The renewed MoU signed by WWF-Pacific’s Interim Director, Dr Benjamin Rawson, and SPREP’s Acting Director-General, Mr Roger Cornforth, will cement WWF and SPREP’s partnership for a further five years and support work programmes of common interest to both parties.

This will include collaborating on initiatives related to ecosystem-based adaptation or nature-based solutions; threatened, endangered and protected migratory species; planning, monitoring and communications for conservation; biodiversity of the deep sea; regional and international policies including multilateral environmental agreements; wetlands and Ramsar; marine spatial planning; and integrated ecosystem management.

Speaking at the signing, Dr Rawson welcomed the partnership as a great contribution to advancing environmental work at the national and regional levels.

“WWF and SPREP have collaborated over the years on issues that are affecting the Pacific, with a focus on communities and biodiversity.
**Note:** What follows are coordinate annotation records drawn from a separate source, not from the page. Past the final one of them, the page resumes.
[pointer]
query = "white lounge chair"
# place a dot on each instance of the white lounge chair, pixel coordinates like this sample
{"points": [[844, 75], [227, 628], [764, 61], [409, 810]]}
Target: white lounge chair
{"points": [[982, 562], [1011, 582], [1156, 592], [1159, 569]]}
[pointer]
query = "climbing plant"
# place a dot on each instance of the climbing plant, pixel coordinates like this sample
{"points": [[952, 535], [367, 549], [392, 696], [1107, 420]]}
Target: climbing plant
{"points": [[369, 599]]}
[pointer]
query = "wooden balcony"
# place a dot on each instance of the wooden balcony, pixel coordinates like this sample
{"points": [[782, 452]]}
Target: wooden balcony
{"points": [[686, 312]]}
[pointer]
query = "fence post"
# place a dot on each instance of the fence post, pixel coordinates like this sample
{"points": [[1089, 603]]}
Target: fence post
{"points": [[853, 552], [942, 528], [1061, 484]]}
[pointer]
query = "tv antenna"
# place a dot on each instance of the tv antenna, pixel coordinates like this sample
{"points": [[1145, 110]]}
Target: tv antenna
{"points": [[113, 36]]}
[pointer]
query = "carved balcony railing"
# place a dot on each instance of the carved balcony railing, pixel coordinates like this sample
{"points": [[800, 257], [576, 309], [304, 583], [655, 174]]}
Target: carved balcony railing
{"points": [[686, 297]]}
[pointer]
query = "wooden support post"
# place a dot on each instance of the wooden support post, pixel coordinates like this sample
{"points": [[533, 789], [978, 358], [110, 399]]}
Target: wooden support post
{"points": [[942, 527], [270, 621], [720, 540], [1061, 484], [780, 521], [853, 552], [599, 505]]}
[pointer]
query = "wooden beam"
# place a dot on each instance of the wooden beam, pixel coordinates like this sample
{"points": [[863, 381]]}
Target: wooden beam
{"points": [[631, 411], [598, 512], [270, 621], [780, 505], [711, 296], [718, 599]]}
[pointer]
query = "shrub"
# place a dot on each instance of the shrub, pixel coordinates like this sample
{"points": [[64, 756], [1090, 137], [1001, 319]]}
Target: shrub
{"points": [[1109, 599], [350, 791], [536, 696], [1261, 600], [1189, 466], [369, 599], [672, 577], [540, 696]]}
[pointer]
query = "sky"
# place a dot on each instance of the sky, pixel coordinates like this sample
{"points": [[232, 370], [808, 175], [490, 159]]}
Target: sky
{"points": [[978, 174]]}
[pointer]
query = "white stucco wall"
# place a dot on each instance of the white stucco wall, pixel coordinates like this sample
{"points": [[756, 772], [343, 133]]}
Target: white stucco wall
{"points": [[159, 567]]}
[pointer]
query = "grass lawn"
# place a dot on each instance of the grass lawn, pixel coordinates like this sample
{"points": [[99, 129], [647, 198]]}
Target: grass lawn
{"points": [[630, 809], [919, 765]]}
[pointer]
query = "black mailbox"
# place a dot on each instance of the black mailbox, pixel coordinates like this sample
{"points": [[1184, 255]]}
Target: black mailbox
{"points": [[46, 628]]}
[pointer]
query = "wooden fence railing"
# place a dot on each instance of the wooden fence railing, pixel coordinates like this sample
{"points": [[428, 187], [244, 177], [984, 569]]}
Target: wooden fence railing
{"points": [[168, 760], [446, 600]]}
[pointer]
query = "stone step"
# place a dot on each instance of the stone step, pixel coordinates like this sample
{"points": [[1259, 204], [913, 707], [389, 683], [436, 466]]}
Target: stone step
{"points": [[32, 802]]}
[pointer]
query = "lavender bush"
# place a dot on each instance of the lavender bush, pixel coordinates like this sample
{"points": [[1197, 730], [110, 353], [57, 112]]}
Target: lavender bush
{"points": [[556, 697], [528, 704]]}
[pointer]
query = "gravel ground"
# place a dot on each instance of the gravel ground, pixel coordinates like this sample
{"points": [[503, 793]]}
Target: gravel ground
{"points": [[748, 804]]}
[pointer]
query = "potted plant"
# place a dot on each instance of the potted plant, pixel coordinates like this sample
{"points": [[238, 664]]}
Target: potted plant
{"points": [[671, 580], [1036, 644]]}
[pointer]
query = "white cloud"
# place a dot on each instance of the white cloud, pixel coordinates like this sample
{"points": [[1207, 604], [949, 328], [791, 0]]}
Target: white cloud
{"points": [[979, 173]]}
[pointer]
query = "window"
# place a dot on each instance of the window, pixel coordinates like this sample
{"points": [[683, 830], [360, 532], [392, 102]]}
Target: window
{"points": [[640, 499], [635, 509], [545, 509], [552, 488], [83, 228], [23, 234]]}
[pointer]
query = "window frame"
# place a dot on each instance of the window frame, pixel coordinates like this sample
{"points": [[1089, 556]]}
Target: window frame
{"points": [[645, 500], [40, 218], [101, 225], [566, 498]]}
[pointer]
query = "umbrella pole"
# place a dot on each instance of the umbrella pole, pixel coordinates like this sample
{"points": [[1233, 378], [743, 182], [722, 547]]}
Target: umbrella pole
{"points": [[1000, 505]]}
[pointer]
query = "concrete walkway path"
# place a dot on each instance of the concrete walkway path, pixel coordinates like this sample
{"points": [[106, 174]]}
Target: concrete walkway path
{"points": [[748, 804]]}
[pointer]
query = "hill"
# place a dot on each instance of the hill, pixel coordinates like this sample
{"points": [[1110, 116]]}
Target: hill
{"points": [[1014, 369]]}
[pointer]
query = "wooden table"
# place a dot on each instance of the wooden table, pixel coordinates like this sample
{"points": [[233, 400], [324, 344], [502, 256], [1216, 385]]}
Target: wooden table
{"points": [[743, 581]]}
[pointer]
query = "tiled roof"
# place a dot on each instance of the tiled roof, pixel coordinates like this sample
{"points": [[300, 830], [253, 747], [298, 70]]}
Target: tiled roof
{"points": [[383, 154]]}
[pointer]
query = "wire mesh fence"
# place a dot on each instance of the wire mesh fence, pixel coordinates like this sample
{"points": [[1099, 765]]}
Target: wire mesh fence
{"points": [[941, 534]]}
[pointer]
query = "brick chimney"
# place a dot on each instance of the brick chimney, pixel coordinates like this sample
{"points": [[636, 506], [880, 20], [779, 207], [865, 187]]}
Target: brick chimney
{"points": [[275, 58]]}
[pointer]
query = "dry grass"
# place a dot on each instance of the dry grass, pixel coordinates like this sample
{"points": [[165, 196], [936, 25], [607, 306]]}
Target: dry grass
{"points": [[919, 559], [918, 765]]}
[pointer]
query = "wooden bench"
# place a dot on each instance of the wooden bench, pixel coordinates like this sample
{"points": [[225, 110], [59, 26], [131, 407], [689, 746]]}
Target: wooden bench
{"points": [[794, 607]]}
Today’s renewed MoU is a testimony to our shared commitment to deliver national, regional and international conservation priorities, and addressing issues including threatened species protection, reduction of bycatch fisheries and community adaptation to climate change,” said Dr Rawson.

The work outlined by the renewed MoU will also further strengthen WWF’s support to its project sites in Fiji’s Great Sea Reef Land and Seascape, Solomon Islands and Papua New Guinea.
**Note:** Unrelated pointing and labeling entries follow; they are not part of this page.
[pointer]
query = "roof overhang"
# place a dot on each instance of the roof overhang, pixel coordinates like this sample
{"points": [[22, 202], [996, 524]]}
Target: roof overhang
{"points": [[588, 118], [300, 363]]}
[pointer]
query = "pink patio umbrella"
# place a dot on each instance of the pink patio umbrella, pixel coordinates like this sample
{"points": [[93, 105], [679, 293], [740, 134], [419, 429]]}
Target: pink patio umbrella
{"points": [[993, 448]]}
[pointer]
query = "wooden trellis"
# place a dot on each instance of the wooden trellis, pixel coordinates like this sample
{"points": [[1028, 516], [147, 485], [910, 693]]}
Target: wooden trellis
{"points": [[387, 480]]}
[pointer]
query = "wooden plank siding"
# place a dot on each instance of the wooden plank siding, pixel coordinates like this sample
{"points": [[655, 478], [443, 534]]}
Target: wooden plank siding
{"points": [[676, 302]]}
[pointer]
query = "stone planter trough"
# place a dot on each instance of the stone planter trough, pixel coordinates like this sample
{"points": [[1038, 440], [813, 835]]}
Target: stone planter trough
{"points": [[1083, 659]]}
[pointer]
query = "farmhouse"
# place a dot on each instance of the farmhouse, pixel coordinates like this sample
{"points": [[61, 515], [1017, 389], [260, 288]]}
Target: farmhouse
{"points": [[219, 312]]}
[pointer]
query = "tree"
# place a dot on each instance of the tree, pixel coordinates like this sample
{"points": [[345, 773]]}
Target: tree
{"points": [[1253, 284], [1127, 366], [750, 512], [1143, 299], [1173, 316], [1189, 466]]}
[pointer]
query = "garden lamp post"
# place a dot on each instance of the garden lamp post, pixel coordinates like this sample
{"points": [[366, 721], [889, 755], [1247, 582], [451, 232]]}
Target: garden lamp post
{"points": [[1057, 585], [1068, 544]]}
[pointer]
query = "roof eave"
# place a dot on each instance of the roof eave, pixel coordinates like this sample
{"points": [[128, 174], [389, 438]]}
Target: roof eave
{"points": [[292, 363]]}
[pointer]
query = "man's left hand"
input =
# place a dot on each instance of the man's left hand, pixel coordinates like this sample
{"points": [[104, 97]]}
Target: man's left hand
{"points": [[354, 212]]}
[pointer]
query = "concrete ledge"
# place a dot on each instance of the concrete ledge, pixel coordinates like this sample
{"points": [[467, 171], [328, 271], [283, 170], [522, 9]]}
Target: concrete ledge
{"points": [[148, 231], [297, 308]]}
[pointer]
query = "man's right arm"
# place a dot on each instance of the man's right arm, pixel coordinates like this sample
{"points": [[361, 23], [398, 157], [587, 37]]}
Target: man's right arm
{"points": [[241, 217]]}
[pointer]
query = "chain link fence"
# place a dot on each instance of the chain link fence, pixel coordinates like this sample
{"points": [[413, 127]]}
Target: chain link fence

The Acting Director-General of SPREP, Mr Roger Cornforth, highlighted that SPREP valued the shared partnership with WWF over the last five years.  

“Together we have worked to support the conservation priorities of our Pacific members through the Regional Framework for Nature Conservation and Protected Areas in the Pacific Islands Region 2014–2020, including the conservation of turtles in Fiji, of dugong and seagrass in the Solomon Islands, and of sharks and rays throughout the Pacific, which has featured successful listings on CITES, promotion of shark sanctuaries and guidelines for in-water encounters.

“SPREP values the information and analysis that WWF contributes to our Pacific conservation partnership. Reporting such as WWF’s economic analysis of the blue economy in Melanesia adds significant value to the regional conservation effort and shows the value of our close collaboration for our members. We look forward to continuing this partnership, working together to help the regional struggle to halt the decline of biodiversity and best manage the impacts of climate change on our Pacific environment, cultures and livelihoods,” added the Acting Director-General of SPREP.

One such project is the current joint implementation of the Pacific Ecosystem-based Adaptation to Climate Change or PEBACC project in the province of Macuata on Fiji’s largest customary fishing ground (qoliqoli) and only Ramsar-designated wetland area, iQoliqoli Cokovata. An objective of the MoU will be to explore opportunities to expand Ramsar designation to other parts of the Great Sea Reef. Fiji’s Great Sea Reef is the third longest continuous reef system in the Southern Hemisphere.

The partnership will also strengthen continuous collaboration on conservation and management through monitoring and protection of bycatch species such as sea turtles, sharks and rays and sea birds within Fiji and the Western and Central Pacific Ocean region.